She huffed, exasperated. She mumbled a Dutch insult that didn't translate to anything sensible Daniel could come up with. "I will see you for dinner?" she asked Nick.

"Of course," he seemed insulted that she thought he might not join her.

Satisfied, she nodded. "It was nice to meet you," she said to Daniel as she left with a smile.

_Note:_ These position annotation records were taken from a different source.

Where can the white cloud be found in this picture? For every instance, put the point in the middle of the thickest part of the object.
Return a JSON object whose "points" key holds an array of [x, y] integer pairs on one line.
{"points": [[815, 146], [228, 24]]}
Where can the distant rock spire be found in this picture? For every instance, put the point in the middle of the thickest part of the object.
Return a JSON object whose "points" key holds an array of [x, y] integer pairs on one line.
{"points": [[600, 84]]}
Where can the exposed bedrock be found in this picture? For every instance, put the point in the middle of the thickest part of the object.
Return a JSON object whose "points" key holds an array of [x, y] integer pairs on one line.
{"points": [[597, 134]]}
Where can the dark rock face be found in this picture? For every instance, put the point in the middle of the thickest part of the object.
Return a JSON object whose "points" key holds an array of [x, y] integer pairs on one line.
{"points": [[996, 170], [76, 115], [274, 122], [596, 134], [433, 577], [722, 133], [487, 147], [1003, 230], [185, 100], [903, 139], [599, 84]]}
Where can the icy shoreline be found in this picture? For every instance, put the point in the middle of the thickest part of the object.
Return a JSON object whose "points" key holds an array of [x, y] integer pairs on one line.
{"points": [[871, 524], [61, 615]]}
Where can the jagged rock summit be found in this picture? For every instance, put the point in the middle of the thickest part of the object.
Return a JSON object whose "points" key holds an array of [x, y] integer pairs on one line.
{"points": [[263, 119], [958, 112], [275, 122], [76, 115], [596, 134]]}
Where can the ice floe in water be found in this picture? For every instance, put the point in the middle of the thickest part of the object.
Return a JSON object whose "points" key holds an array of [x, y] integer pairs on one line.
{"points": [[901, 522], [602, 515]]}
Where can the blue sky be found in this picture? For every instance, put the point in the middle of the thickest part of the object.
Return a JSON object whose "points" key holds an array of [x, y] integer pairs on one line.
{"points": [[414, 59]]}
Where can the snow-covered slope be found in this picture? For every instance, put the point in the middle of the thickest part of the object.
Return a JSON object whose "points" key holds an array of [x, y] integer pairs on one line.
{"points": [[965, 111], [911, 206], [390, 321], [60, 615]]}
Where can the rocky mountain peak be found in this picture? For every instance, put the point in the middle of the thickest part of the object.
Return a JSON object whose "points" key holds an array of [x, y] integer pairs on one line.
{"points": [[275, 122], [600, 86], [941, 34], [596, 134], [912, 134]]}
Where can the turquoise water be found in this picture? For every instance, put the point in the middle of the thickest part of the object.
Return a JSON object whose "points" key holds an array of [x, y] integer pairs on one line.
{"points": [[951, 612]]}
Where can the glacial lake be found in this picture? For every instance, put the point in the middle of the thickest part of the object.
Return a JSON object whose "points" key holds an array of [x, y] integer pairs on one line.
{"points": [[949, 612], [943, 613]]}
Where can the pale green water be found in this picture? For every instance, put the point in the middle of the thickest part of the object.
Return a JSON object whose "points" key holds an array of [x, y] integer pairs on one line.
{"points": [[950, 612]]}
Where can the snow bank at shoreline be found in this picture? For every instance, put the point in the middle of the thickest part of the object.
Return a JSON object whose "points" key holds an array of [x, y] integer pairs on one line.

"You, too," he called after her, and then to Nick, "Did she just call you a tuberculosis acorn? Or did I completely misunderstand?"

"Never settle for a woman who won't stand up for herself," Nick told him. "A real woman has fire; a real man embraces her fire."

"So, we're not going to talk about the acorn thing?" Daniel sat on the bench next to Nick.

"Passion and strength," Nick kept going. "That's what you need in a woman. Not these little girls who beg for your attention and follow you around like a puppy."

"Are you talking about Sarah?" Daniel asked an edge in his tone.

"If she cannot spend an evening without you there to validate her she is a little girl- not a woman."

"Knock it off," Daniel warned. "You don't like Sarah, I get it. But, you don't get a vote. Understand?"

"You shouldn't marry a girl like that."

"Who's talking about marriage? We're dating. Besides, weren't you just telling Alice that Ballard men don't settle?"

"It's the Jackson half I worry about," Nick said with a gleam in his eye.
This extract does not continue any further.